Not Knowing Their Credit Score
When potential buyers try to purchase a car without having any idea what their credit score is, the results are rarely good. When this happens, would-be buyers have no clue about the types of loans for which they may qualify, how much room they have to negotiate, and other factors.
To put themselves in the best possible position, they should always obtain a copy of their credit report and also find out their exact credit score.
Not Having a Budget
If expenses are already tight, adding a car payment to the mix each month may only make things worse. According to Lantern by SoFi, “people who are trying to refinance car loans should always have their budgets planned out well in advance.”
Otherwise, the result will be falling behind on payments, damage to their credit history, and possibly repossession of the vehicle by their lender.
Upside Down Auto Loans
When car buyers go upside down on their car loans, it can lead to numerous problems. For example, since the value of a vehicle decreases over time, taking out a loan that stretches out perhaps seven or eight years is not recommended. Should this occur and the person wants to get rid of the vehicle before the loan is paid in full, the lender will need to be paid the difference between the vehicle’s value and the loan amount.

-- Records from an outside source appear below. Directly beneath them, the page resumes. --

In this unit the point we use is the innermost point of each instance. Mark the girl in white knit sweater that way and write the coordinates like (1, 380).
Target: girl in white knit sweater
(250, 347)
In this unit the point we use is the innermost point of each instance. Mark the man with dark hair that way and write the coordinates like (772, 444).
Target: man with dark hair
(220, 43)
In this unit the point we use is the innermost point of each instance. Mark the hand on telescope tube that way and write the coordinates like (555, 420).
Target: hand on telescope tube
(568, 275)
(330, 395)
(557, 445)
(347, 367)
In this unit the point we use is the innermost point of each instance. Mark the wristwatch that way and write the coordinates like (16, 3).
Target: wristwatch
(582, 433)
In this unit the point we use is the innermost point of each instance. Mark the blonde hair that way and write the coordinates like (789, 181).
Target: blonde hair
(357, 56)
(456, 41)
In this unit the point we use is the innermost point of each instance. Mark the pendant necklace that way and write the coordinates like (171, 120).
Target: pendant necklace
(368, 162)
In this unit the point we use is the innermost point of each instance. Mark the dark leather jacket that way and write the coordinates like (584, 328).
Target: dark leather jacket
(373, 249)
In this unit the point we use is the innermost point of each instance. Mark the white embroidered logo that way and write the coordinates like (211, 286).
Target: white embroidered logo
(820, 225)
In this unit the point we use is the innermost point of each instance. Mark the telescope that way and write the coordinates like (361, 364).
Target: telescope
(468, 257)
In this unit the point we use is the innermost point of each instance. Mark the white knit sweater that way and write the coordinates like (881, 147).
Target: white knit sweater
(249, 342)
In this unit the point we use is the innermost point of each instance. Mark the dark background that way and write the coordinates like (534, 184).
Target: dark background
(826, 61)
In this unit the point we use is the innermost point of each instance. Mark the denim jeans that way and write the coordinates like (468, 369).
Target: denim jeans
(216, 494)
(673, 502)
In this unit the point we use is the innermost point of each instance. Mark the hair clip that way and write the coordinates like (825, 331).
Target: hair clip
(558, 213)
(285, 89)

Also, should the vehicle be in a wreck when the loan is upside down, insurance will only cover the car’s current value.
Not Shopping Around
When a person wants to purchase a vehicle, they tend to quickly accept the first offer from a lender. However, this is a mistake. Instead, they should shop around to see which lenders will offer a loan, who will offer the lowest interest rates and the term lengths from which they can choose.
Purchasing Warranty Options
A common tactic used by car dealers convincing buyers to purchase warranty options has been and always will be an expensive and unnecessary mistake for those buyers who fall for this sales pitch. Often done when a person buys a used car, warranty options usually cover only a few things that may happen to the car. Because of this, it’s always best to decline these offers.
Though getting a car loan can feel stressful and confusing at times, those buyers who do their homework prior to buying and use common sense during the buying process always come out on top.